How do interfaces work in Go? Explain duck typing and implicit satisfaction
go-jun-003
Your answer
Answer as you would in a real interview — explain your thinking, not just the conclusion.
Model answer
In Go, interface satisfaction is implicit — a type implements an interface simply by having all the required methods with matching signatures. There is no explicit 'implements' keyword. This is structural typing (duck typing): if it has the method, it satisfies the interface. A key consequence: a type can implement an interface defined in a different package without importing that package. This decouples packages and enables writing against interfaces you didn't design. The empty interface (interface{} or any in Go 1.18+) is satisfied by every type.
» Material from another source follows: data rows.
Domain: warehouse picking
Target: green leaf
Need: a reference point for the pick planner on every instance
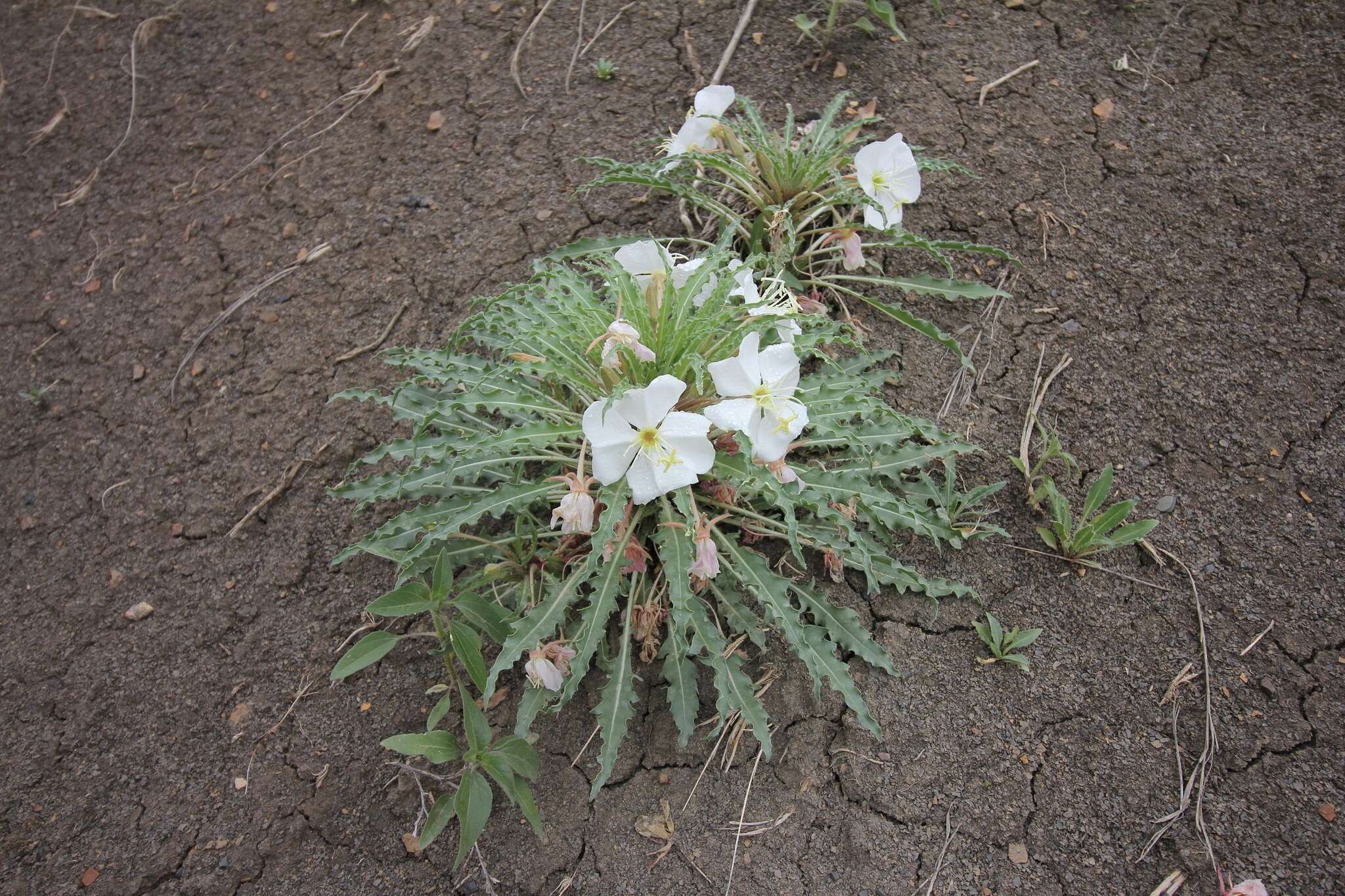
(443, 580)
(518, 756)
(474, 723)
(440, 815)
(407, 601)
(586, 246)
(613, 710)
(440, 710)
(533, 702)
(368, 651)
(535, 628)
(491, 618)
(436, 746)
(467, 645)
(680, 673)
(1098, 494)
(474, 809)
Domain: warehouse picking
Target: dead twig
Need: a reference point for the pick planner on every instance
(738, 836)
(286, 481)
(518, 50)
(1243, 653)
(102, 499)
(579, 41)
(1001, 79)
(603, 30)
(246, 297)
(357, 352)
(418, 33)
(734, 42)
(42, 133)
(1193, 785)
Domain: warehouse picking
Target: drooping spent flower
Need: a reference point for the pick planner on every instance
(640, 437)
(707, 565)
(889, 177)
(621, 332)
(575, 513)
(646, 259)
(698, 131)
(758, 389)
(548, 666)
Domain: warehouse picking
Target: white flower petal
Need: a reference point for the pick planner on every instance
(713, 100)
(779, 368)
(650, 405)
(734, 414)
(771, 442)
(643, 258)
(643, 484)
(673, 477)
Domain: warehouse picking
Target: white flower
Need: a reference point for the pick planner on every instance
(619, 332)
(758, 389)
(778, 300)
(889, 177)
(642, 438)
(697, 132)
(575, 513)
(646, 258)
(544, 673)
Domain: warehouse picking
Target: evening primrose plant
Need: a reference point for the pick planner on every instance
(625, 463)
(821, 202)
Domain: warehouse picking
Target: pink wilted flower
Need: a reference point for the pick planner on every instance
(621, 332)
(707, 565)
(834, 566)
(548, 666)
(576, 509)
(785, 473)
(853, 251)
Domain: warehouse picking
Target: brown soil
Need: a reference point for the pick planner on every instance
(1195, 276)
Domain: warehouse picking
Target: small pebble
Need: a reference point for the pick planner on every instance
(139, 612)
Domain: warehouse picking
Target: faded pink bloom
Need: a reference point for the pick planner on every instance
(575, 513)
(619, 332)
(785, 473)
(835, 568)
(707, 565)
(853, 251)
(549, 664)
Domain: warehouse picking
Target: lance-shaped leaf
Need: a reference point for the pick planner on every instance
(613, 710)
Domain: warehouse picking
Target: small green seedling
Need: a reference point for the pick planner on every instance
(37, 395)
(1002, 644)
(1106, 531)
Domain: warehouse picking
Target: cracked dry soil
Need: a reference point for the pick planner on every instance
(1197, 285)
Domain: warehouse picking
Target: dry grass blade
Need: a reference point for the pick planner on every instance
(603, 30)
(1000, 81)
(351, 100)
(738, 837)
(418, 33)
(370, 347)
(1192, 785)
(242, 300)
(734, 42)
(518, 50)
(579, 42)
(948, 833)
(287, 480)
(42, 133)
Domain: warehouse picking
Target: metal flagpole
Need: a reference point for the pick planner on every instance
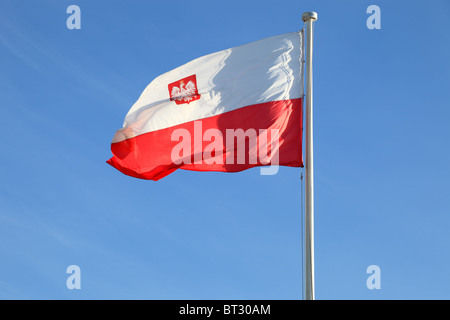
(309, 18)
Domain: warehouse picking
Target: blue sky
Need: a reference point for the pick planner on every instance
(381, 126)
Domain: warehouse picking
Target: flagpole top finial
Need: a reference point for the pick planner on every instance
(309, 15)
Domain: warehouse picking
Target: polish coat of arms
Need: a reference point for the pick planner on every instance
(184, 90)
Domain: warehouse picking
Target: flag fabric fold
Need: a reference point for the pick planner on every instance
(227, 111)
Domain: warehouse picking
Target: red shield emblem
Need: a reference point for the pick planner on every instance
(184, 90)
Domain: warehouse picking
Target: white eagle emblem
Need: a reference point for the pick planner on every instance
(184, 90)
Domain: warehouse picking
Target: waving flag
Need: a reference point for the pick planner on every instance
(228, 111)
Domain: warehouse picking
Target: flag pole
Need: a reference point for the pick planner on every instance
(309, 18)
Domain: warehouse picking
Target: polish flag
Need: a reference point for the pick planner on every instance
(227, 111)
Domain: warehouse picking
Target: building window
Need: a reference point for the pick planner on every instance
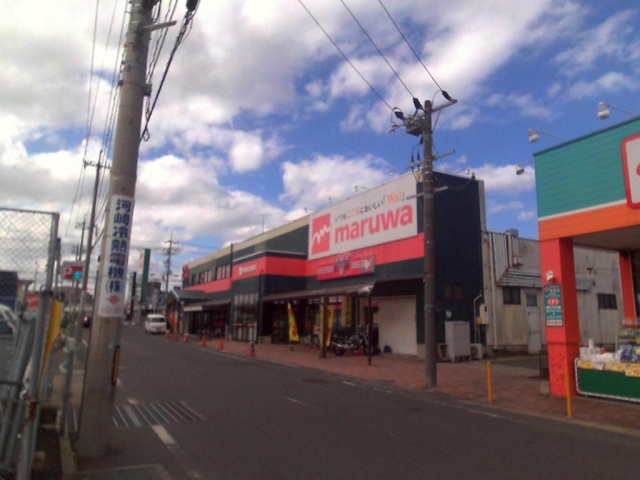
(223, 271)
(607, 301)
(453, 292)
(511, 295)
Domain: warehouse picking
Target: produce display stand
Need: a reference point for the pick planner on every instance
(611, 376)
(618, 380)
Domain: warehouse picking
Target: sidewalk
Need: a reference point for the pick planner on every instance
(516, 387)
(516, 382)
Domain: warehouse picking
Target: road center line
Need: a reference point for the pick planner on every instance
(293, 400)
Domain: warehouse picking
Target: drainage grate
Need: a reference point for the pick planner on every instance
(154, 413)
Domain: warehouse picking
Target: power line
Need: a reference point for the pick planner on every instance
(376, 47)
(407, 42)
(345, 56)
(185, 28)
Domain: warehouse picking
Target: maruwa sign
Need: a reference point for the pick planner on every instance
(380, 215)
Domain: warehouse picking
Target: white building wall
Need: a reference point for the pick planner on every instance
(515, 262)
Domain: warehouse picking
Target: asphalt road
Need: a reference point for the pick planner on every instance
(252, 419)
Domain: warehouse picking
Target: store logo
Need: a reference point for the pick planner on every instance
(375, 224)
(321, 234)
(631, 165)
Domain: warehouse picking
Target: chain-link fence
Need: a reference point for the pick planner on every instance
(28, 253)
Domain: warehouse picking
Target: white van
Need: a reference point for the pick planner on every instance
(155, 323)
(8, 321)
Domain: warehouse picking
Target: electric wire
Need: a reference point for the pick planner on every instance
(344, 55)
(80, 183)
(409, 45)
(185, 29)
(377, 48)
(158, 43)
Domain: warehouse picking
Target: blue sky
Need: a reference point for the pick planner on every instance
(261, 119)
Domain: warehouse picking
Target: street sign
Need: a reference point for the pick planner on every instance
(553, 305)
(72, 270)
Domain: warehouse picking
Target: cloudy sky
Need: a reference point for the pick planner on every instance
(261, 118)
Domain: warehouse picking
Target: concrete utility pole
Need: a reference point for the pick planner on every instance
(430, 343)
(104, 348)
(171, 250)
(421, 125)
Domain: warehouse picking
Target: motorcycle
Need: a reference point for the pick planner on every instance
(343, 344)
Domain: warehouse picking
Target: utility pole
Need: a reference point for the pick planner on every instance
(104, 348)
(169, 251)
(421, 125)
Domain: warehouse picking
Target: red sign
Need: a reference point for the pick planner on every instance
(321, 234)
(72, 270)
(33, 300)
(346, 266)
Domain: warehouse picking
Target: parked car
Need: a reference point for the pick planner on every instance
(155, 323)
(8, 321)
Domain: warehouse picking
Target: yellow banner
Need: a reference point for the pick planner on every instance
(293, 328)
(54, 328)
(330, 316)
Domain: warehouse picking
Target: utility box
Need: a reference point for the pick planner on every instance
(458, 340)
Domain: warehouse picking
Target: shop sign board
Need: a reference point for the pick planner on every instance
(631, 165)
(381, 215)
(553, 305)
(346, 266)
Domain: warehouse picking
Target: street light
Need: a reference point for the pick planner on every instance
(419, 124)
(520, 167)
(534, 135)
(604, 112)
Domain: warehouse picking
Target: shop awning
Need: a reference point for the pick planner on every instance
(363, 289)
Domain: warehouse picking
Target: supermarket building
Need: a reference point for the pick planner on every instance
(357, 262)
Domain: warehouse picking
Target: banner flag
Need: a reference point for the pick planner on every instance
(330, 312)
(293, 328)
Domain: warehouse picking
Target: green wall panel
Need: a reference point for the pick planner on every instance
(583, 173)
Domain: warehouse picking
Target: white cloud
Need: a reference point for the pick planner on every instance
(314, 183)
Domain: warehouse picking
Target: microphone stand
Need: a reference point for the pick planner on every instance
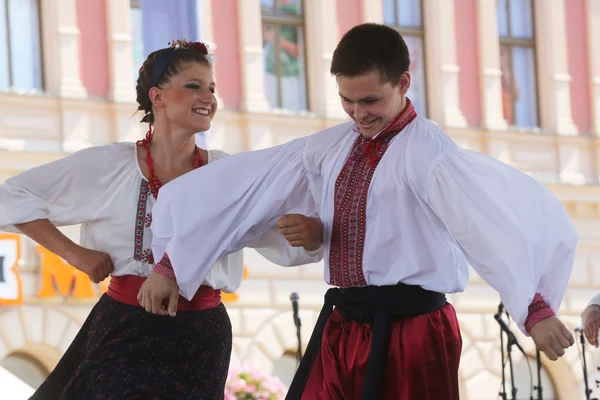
(503, 392)
(294, 299)
(539, 367)
(588, 391)
(510, 341)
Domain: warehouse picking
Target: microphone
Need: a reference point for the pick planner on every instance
(506, 329)
(294, 297)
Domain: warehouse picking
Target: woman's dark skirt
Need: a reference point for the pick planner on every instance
(123, 352)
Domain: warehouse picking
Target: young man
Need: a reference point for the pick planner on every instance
(404, 212)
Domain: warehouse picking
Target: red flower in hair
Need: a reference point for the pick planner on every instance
(183, 44)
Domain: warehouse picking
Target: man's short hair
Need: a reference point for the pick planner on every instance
(371, 46)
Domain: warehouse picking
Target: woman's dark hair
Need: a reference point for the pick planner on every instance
(173, 59)
(371, 46)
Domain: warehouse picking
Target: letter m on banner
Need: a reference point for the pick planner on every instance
(11, 289)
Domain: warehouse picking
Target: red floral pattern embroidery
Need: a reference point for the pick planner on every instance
(350, 209)
(140, 220)
(147, 256)
(539, 310)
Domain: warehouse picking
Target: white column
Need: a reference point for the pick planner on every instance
(120, 52)
(250, 28)
(321, 39)
(593, 38)
(441, 68)
(205, 23)
(67, 37)
(372, 11)
(553, 71)
(492, 116)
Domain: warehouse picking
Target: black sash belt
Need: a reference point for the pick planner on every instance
(375, 305)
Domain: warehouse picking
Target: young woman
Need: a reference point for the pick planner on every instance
(123, 351)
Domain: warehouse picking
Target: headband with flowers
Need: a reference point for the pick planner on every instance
(164, 59)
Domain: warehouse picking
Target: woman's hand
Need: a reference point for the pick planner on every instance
(156, 289)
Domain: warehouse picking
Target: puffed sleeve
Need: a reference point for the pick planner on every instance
(273, 246)
(222, 207)
(514, 232)
(63, 191)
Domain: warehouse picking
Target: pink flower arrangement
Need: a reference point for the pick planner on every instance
(248, 383)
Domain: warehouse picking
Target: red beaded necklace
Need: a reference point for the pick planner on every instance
(155, 183)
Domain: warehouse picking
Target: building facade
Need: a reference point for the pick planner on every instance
(518, 80)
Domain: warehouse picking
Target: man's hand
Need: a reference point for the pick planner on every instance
(96, 264)
(552, 337)
(300, 230)
(156, 289)
(591, 323)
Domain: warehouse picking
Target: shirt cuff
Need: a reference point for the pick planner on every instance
(539, 310)
(165, 268)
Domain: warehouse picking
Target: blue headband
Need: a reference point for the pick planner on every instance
(160, 65)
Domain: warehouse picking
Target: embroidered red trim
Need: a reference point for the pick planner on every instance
(164, 267)
(350, 209)
(539, 310)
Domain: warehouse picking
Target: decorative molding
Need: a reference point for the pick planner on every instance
(441, 67)
(593, 40)
(553, 70)
(250, 29)
(120, 51)
(489, 66)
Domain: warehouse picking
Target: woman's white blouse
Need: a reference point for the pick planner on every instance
(103, 189)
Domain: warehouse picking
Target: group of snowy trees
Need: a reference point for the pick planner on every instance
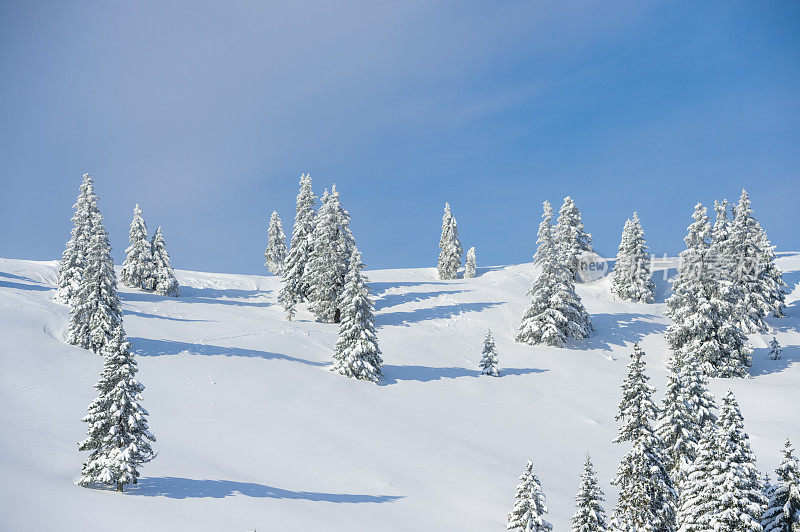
(118, 438)
(146, 264)
(727, 285)
(689, 468)
(323, 267)
(555, 312)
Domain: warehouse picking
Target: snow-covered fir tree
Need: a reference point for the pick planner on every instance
(470, 266)
(356, 353)
(631, 280)
(703, 309)
(488, 362)
(698, 496)
(646, 498)
(529, 504)
(276, 245)
(590, 517)
(735, 476)
(763, 291)
(332, 244)
(688, 408)
(118, 438)
(73, 258)
(450, 249)
(773, 277)
(166, 284)
(138, 270)
(774, 349)
(570, 235)
(783, 509)
(295, 287)
(555, 312)
(95, 310)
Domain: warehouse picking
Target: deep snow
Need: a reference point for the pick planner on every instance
(254, 431)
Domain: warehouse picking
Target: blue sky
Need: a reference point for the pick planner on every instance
(206, 113)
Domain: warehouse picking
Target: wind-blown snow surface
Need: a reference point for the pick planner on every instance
(255, 432)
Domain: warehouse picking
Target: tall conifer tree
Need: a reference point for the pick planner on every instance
(590, 517)
(530, 505)
(118, 438)
(95, 309)
(357, 354)
(73, 259)
(296, 287)
(166, 283)
(783, 510)
(276, 245)
(703, 309)
(631, 281)
(138, 270)
(555, 312)
(450, 249)
(646, 498)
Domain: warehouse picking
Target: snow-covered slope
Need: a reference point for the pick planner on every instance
(254, 432)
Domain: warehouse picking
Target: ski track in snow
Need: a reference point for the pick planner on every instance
(255, 432)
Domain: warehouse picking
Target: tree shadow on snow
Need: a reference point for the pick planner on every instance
(620, 329)
(158, 317)
(232, 296)
(792, 279)
(25, 286)
(150, 347)
(189, 488)
(764, 365)
(393, 374)
(432, 313)
(17, 277)
(378, 287)
(391, 300)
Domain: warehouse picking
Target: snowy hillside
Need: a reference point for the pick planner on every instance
(254, 432)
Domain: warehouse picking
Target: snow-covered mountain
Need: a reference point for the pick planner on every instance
(255, 432)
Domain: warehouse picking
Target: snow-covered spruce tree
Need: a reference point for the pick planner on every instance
(117, 439)
(488, 362)
(647, 498)
(356, 353)
(774, 349)
(276, 245)
(469, 265)
(450, 249)
(590, 517)
(773, 277)
(166, 284)
(703, 308)
(332, 244)
(73, 258)
(529, 504)
(631, 281)
(688, 408)
(763, 291)
(138, 270)
(295, 287)
(570, 235)
(555, 312)
(95, 310)
(699, 496)
(735, 476)
(783, 510)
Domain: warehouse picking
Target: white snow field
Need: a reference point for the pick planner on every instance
(255, 433)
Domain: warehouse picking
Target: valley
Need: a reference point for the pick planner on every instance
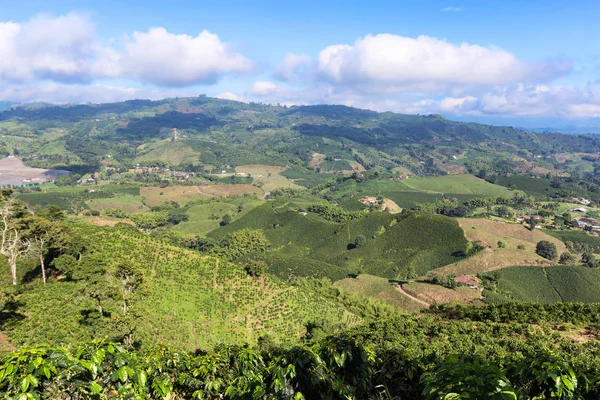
(237, 230)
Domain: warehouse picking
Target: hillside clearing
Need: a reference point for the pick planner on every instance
(380, 289)
(156, 195)
(493, 257)
(436, 294)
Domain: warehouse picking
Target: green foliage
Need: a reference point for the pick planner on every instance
(333, 213)
(360, 240)
(550, 284)
(546, 249)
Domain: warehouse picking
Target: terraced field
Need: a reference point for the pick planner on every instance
(493, 257)
(156, 196)
(550, 284)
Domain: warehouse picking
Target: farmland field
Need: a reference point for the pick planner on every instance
(14, 172)
(156, 195)
(436, 294)
(300, 243)
(270, 176)
(551, 284)
(493, 257)
(380, 289)
(457, 184)
(171, 153)
(204, 218)
(128, 203)
(577, 237)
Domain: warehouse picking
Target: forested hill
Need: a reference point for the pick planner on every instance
(267, 134)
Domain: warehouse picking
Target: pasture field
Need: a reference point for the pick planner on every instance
(305, 177)
(156, 196)
(380, 289)
(269, 176)
(55, 147)
(204, 218)
(550, 284)
(436, 294)
(190, 301)
(577, 237)
(410, 192)
(394, 243)
(492, 257)
(169, 152)
(457, 184)
(14, 172)
(69, 197)
(128, 203)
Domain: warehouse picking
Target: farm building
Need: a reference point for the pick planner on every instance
(578, 209)
(467, 280)
(368, 201)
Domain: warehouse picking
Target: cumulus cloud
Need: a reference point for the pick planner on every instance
(520, 101)
(428, 64)
(229, 96)
(163, 58)
(264, 88)
(292, 67)
(66, 49)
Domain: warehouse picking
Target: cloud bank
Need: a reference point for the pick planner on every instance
(66, 49)
(62, 59)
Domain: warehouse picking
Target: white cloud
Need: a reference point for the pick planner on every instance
(66, 49)
(264, 88)
(291, 68)
(163, 58)
(399, 63)
(521, 101)
(229, 96)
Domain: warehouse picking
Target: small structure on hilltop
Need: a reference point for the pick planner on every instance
(471, 282)
(577, 209)
(368, 201)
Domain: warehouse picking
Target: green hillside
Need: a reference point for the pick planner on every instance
(182, 298)
(309, 245)
(549, 284)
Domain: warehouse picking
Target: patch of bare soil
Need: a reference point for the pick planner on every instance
(14, 172)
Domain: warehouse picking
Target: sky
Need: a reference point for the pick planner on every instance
(531, 64)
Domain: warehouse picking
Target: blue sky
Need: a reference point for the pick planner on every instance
(515, 62)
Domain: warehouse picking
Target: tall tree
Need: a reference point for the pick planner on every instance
(13, 245)
(43, 232)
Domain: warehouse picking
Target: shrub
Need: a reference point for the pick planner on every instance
(360, 240)
(546, 249)
(225, 220)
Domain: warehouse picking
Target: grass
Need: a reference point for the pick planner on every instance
(201, 217)
(550, 284)
(577, 237)
(186, 300)
(68, 197)
(156, 195)
(380, 289)
(169, 152)
(54, 147)
(305, 177)
(458, 184)
(301, 242)
(436, 294)
(270, 176)
(493, 257)
(128, 203)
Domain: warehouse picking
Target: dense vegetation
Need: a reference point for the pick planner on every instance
(204, 248)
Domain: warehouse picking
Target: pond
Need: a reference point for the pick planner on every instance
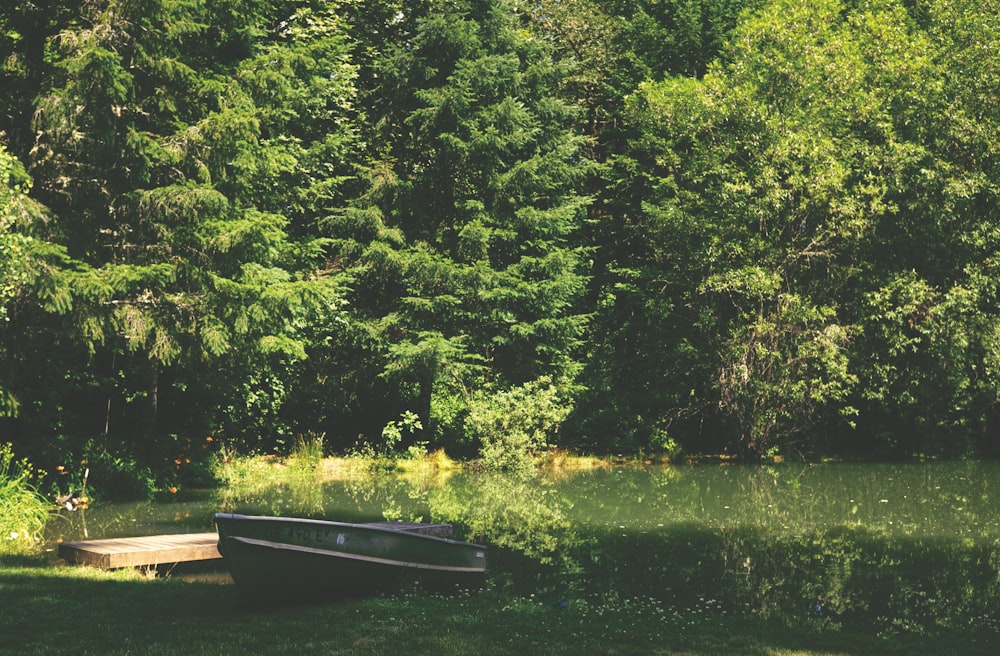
(892, 547)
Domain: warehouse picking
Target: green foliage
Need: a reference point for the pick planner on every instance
(23, 511)
(749, 227)
(516, 425)
(117, 476)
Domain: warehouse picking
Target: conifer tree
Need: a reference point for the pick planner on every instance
(183, 149)
(463, 249)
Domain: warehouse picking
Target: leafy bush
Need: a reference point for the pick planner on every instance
(118, 477)
(515, 425)
(23, 511)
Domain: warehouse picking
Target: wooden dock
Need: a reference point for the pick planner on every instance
(154, 550)
(150, 550)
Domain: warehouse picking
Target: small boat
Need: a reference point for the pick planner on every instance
(306, 558)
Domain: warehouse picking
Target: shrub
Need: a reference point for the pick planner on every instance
(514, 426)
(23, 511)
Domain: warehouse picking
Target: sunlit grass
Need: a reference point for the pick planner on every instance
(81, 611)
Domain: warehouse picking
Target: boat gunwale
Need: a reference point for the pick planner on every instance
(350, 525)
(268, 544)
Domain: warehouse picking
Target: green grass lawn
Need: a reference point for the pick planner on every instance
(46, 609)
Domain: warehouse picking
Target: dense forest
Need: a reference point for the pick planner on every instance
(497, 226)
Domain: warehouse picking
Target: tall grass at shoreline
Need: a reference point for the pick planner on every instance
(23, 511)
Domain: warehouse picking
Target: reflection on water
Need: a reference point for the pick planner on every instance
(906, 547)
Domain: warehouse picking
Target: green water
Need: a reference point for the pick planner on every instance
(896, 547)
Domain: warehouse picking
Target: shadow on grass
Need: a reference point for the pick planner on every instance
(47, 609)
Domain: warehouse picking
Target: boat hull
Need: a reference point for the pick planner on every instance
(303, 558)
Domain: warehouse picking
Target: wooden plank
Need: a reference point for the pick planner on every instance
(142, 551)
(154, 550)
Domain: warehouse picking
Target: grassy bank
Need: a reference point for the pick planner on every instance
(47, 609)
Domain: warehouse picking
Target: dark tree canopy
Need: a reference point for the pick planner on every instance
(499, 225)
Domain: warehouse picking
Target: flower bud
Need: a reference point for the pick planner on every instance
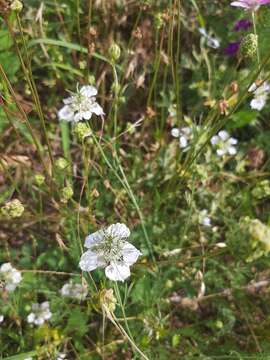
(260, 233)
(16, 5)
(249, 46)
(66, 194)
(12, 209)
(82, 131)
(114, 52)
(107, 300)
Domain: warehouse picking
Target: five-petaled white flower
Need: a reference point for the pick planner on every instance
(224, 143)
(261, 92)
(81, 105)
(10, 276)
(108, 248)
(75, 291)
(40, 313)
(184, 134)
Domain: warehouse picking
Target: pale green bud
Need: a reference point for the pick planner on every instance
(114, 52)
(66, 194)
(12, 209)
(82, 131)
(249, 46)
(260, 233)
(108, 300)
(261, 190)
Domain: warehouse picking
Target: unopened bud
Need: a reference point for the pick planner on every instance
(108, 300)
(114, 52)
(12, 209)
(249, 46)
(82, 131)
Interface values contain two words: a pointer to the type descriptor and a pointer to the data. The nil interface (both nil) differs from an interface holding a nil pointer — a common source of bugs.
Code example
package main
import "fmt"
// Interface defined in this package
type Stringer interface {
String() string
}
// Concrete type — no explicit declaration needed
type Point struct{ X, Y int }
func (p Point) String() string {
return fmt.Sprintf("(%d, %d)", p.X, p.Y)
}
// Works anywhere Stringer is expected
func Print(s Stringer) { fmt.Println(s.String()) }
func main() {
p := Point{3, 4}
Print(p) // (3, 4) — satisfies Stringer implicitly
// Nil interface trap
var s Stringer // nil interface (type=nil, value=nil)
var p2 *Point // typed nil pointer
s = p2 // s is now non-nil interface wrapping nil *Point!
fmt.Println(s == nil) // false — trap!
}
Follow-up
What is the nil interface trap: a non-nil interface wrapping a nil concrete pointer? Show the problematic pattern.